Uma ida ao shopping pode ser um rito iniciático, por exemplo. Em nossa dinâmica social, sente-se “mais homem” quem tem mais posses. Ou então, um dos lemas da nossa querida sociedade de consumo poderia ser: “O que diferencia os meninos dos homens é o preço ou tamanho de seus brinquedos”.
Um futebol, um bar, um parque, um rolê na quebrada, um churrasco. Tudo isso pode ser rito. Sem juízo de valor, cada experiência com seus símbolos e experiências únicas, o problema da contemporaneidade não é o rito em si, mas nossa ignorância em relação aos efeitos que cada símbolo têm na constituição psíquica de um homem.
Assim como na antiguidade, quando os rituais se baseavam na amputação das fragilidades – em compromisso com o sacrifício das individualidades, para servir ao coletivo tribal; nos rituais contemporâneos, continuamos sacrificando a natureza (emocional? empática? receptiva?) dos meninos em benefício de um coletivo maior, bem maior. Tão maior que se faz invisível aos olhos automatizados: a ordenação e manutenção coletiva do paradigma patriarcal.

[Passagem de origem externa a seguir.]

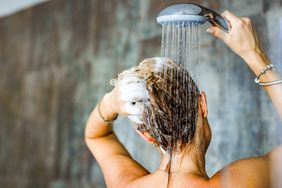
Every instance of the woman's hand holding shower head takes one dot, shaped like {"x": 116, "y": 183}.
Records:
{"x": 242, "y": 38}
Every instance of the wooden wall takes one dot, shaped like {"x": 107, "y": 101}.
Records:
{"x": 55, "y": 63}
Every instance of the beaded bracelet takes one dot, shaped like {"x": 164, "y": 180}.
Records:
{"x": 267, "y": 68}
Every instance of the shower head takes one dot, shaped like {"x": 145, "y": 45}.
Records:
{"x": 191, "y": 13}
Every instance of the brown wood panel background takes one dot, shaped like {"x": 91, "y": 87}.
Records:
{"x": 55, "y": 62}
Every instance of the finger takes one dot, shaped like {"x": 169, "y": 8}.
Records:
{"x": 230, "y": 17}
{"x": 246, "y": 20}
{"x": 215, "y": 31}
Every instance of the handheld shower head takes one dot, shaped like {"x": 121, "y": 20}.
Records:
{"x": 191, "y": 13}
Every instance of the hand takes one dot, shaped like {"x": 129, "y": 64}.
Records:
{"x": 128, "y": 98}
{"x": 242, "y": 38}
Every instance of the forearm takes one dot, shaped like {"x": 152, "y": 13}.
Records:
{"x": 96, "y": 127}
{"x": 257, "y": 61}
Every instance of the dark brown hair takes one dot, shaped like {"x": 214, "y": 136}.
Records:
{"x": 171, "y": 115}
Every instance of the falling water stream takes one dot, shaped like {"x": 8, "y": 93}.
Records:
{"x": 180, "y": 42}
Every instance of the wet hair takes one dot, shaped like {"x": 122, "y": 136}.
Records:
{"x": 171, "y": 115}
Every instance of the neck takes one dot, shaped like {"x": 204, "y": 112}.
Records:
{"x": 192, "y": 162}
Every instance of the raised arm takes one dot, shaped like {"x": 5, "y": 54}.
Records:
{"x": 117, "y": 165}
{"x": 264, "y": 171}
{"x": 242, "y": 39}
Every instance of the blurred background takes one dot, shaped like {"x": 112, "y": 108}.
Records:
{"x": 56, "y": 60}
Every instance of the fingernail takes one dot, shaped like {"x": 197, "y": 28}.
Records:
{"x": 210, "y": 30}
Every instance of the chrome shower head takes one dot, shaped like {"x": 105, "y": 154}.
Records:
{"x": 191, "y": 13}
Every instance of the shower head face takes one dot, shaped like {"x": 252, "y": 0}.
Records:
{"x": 181, "y": 13}
{"x": 191, "y": 14}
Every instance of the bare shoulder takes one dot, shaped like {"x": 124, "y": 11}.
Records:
{"x": 263, "y": 171}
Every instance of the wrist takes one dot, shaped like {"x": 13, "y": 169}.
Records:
{"x": 256, "y": 60}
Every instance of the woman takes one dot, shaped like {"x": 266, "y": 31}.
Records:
{"x": 158, "y": 114}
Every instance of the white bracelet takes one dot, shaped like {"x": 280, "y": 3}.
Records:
{"x": 267, "y": 68}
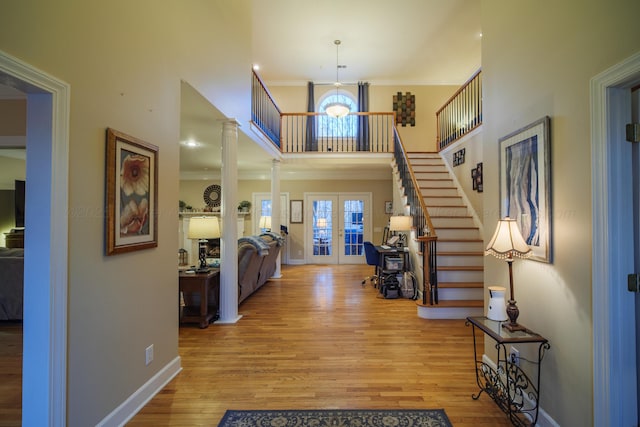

A boa notícia é que não precisamos nos resignar ou apostar nossas fichas em outra encarnação para nos tornarmos novos homens. Podemos refazer nossos rituais e, para isso, não é necessário entrar numa seita da nova era, numa rara “confraria de homens em crise” ou num grupo que simula rituais indígenas em busca da ancestralidade perdida.
A Gestalt-Terapia, em sua vertente teatral, também nos ensinou a criar pequenos rituais (ou atos psicomágicos, na reformulação terminológica de Alejandro Jodorowsky) que ajudam a refundar esse novo homem (mais compassivo, integrado, flexível, vulnerável e criativo) que eu quero ser “quando crescer”. Os rituais contemporâneos podem estar nos ares do cotidiano, na vida urbana inclusive. Requerem apenas uma dose de criatividade, a testemunha de outros homens com anseios e valores parecidos e, principalmente, um profundo intento de se reinventar dentro e fora de uma comunidade. Sendo autônomo e ao mesmo tempo pertencendo a uma coletividade.